The questions nobody is asking yet are philosophical, not economic
Every serious AGI conversation eventually lands on jobs, wealth concentration, and regulation. Hassabis thinks those are the easy problems. The harder ones haven't really started yet: what is meaning when machines can do most cognitive work? What is purpose? What does it mean to be human?
"I worry a lot about the philosophical questions around it... we'll find out what consciousness is. What does it mean to be human?"
The technical and economic challenges are hard. But a civilization that solves both and skips the philosophical reckoning arrives somewhere it isn't prepared for. The field needs great philosophers as much as it needs great engineers. That work hasn't begun in earnest — and AGI may not wait for it.
Topics: AGI, scaling laws, deep learning, AI safety, drug discovery, energy, labor displacement, LLMs, DeepMind, Google, research, regulation
Frequently Asked Questions
- What does Demis Hassabis say about scaling laws in AI development?
- Scaling laws aren't dead—they will continue driving progress but with an important caveat. Hassabis argues that "frontier labs with new algorithmic ideas will pull further ahead," indicating that algorithmic innovation, not just raw compute, determines competitive advantage in AI development. The labs with the best algorithms will outpace those relying solely on larger computing resources. This perspective suggests that while scaling matters, the quality and novelty of algorithmic approaches are equally or more critical to achieving advanced AI capabilities.
- When does Demis Hassabis predict AGI will be achieved?
- Demis Hassabis predicts AGI will arrive within 5 years, a prediction unchanged since DeepMind's founding in 2010. This consistent timeline across 16+ years suggests deep conviction in this roadmap despite shifting technological landscapes and periodic skepticism. Hassabis's unwavering confidence in this 5-year horizon—from 2010 to present—underscores DeepMind's fundamental belief that the path to AGI remains on track. This prediction differs markedly from more cautious estimates elsewhere in the AI research community.
- What is 'jagged intelligence' according to Demis Hassabis?
- Demis Hassabis describes current AI as exhibiting 'jagged intelligence'—brilliant narrowly, brittle when rephrased. This means AI systems excel at specific, well-defined tasks they've been trained on, yet fail when encountering minor variations or rephrasings of the same problem. This jaggedness reflects a fundamental limitation in current systems' ability to generalize and understand concepts robustly. Hassabis's observation distinguishes today's AI from true general intelligence, explaining why current systems remain far from AGI despite impressive narrow capabilities.
- What is the future role of large language models in achieving AGI?
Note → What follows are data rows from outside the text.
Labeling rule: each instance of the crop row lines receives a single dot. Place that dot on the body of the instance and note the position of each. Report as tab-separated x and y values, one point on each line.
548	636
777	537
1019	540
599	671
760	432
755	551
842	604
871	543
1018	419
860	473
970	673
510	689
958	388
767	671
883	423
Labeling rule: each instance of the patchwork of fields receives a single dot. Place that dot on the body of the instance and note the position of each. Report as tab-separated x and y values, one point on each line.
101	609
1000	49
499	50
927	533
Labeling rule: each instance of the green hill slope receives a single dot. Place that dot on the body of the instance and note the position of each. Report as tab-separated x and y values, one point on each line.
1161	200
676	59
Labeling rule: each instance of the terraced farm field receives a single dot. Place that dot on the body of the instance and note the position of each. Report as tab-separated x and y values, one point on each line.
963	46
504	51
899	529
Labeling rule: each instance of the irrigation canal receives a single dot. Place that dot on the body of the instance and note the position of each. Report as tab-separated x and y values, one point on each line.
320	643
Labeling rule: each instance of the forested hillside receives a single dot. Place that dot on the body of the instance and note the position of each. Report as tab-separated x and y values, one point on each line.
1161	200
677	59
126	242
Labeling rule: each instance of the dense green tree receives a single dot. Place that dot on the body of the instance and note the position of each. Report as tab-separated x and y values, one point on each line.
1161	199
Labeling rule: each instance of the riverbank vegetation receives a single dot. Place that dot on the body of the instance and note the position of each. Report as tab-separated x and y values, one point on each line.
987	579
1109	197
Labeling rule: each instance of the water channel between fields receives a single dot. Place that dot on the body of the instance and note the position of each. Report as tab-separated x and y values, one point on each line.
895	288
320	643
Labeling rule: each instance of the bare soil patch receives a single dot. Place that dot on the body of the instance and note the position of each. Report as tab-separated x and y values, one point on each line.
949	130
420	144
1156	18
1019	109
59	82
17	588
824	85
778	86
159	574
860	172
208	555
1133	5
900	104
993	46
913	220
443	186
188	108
- LLMs will not be replaced but rather become "the foundation AGI is built upon," according to Hassabis. Unlike predictions that LLMs represent transitional technology, this perspective positions them as core architecture that will evolve toward general intelligence. The implication is that future AGI systems will be built upon LLM foundations rather than using entirely different approaches. This suggests LLMs will scale and transform as AI advances rather than being superseded, marking them as fundamental to the AGI development path.